Abstract and Introduction
Weight-bearing CT (WBCT) scans of the foot and ankle have improved the understanding of deformities that are not easily identified on radiographs and are increasingly being used by orthopaedic surgeons for diagnostic and preoperative planning purposes. In contrast to standard CT scans, WBCT scans better demonstrate the true orientation of the bones and joints during loading. They have been especially useful in investigating the alignment of complex pathologies such as adult-acquired flatfoot deformity in which patients have been found to have a more valgus subtalar joint alignment than in a normal cohort and high rates of subfibular impingement. Studies using WBCT scans have also provided new insight into more common lower extremity conditions such as hallux valgus, ankle fractures, and lateral ankle instability. WBCT scans have allowed researchers to investigate pronation of the first metatarsal in patients with hallux valgus compared with normal feet, and patients with lateral ankle instability have been found to have more heel varus than healthy control subjects. Understanding the application of WBCT scans to clinical practice is becoming more important as surgeons strive for improved outcomes in the treatment of complicated foot and ankle disorders.

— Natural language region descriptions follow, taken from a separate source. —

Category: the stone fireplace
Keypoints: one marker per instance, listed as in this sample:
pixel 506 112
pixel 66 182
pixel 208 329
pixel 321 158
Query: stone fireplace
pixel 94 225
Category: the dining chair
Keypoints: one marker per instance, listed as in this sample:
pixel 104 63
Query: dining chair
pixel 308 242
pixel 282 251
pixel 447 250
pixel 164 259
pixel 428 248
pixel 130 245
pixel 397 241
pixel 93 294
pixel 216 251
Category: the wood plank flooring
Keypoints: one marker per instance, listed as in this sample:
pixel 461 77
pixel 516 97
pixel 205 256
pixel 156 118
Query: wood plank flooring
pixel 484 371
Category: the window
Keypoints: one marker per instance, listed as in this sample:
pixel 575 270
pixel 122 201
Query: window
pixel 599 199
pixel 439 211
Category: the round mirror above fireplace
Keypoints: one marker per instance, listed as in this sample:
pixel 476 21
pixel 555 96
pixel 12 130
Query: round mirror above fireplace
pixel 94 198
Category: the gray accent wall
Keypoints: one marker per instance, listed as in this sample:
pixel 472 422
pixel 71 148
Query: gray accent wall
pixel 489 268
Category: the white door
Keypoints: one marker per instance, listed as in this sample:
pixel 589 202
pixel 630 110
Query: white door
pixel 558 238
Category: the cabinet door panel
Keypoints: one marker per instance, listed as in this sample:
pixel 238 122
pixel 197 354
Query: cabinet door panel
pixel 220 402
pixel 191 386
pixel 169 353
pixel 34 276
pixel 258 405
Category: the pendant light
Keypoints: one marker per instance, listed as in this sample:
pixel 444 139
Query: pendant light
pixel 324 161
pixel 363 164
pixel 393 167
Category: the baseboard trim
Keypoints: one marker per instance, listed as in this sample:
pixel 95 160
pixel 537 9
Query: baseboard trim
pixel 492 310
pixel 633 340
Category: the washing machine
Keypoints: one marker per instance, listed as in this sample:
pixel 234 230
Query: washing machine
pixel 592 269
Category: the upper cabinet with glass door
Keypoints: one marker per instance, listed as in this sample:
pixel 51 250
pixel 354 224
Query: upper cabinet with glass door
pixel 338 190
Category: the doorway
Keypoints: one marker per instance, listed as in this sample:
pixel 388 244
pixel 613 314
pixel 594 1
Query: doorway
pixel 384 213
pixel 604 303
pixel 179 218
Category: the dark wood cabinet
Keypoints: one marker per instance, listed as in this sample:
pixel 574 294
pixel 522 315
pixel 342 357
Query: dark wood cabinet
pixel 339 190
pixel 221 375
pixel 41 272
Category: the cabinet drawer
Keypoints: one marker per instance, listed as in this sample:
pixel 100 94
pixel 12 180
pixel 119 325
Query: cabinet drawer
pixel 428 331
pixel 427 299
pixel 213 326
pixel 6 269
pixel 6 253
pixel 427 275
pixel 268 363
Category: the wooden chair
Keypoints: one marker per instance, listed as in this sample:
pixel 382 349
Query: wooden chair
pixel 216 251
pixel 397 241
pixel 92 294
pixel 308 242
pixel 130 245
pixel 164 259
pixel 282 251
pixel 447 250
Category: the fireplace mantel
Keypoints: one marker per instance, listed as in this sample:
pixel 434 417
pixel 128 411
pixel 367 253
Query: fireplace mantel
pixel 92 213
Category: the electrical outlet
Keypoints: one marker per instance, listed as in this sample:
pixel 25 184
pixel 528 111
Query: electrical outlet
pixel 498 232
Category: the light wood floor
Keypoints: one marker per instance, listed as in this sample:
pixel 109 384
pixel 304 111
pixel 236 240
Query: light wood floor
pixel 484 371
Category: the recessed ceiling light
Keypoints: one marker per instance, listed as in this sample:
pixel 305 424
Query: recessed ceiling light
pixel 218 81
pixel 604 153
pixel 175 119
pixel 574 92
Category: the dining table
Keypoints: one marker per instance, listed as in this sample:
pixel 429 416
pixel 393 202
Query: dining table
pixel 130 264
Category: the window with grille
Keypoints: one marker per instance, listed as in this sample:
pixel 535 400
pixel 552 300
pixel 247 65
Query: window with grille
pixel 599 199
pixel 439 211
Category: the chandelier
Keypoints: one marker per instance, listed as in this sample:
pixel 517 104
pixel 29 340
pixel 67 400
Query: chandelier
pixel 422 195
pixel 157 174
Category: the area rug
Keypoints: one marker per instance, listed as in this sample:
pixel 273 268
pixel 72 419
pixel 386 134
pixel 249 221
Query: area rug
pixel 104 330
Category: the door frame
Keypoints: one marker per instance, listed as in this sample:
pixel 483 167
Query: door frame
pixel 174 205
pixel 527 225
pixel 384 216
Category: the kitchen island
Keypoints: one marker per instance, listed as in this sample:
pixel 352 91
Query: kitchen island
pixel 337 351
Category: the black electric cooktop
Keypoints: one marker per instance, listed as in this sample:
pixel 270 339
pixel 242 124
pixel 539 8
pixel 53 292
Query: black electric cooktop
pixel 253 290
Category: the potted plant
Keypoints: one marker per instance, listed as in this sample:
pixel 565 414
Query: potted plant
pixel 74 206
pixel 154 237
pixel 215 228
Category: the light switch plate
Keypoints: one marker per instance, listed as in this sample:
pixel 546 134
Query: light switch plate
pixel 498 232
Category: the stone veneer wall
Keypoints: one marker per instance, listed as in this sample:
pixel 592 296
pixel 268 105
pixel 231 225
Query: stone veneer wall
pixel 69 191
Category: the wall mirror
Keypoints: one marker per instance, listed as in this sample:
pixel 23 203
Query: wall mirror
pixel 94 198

Weight-bearing imaging to assess pathology has become the standard of care in foot and ankle orthopaedics.[1,2] Weight bearing better represents and reveals underlying pathologies such as malalignment, impingement, joint space narrowing, and instability that may not be fully appreciated when the foot is offloaded. Until recently, radiographs were the only readily accessible imaging modality that could be done with the patient fully bearing weight.[1,3] The advent of cone-beam CT technology rather than conventional multidetector CT configurations allowed the detector to move around the patient without the patient moving through the scanner and made the development of the weight-bearing CT (WBCT) scanner possible.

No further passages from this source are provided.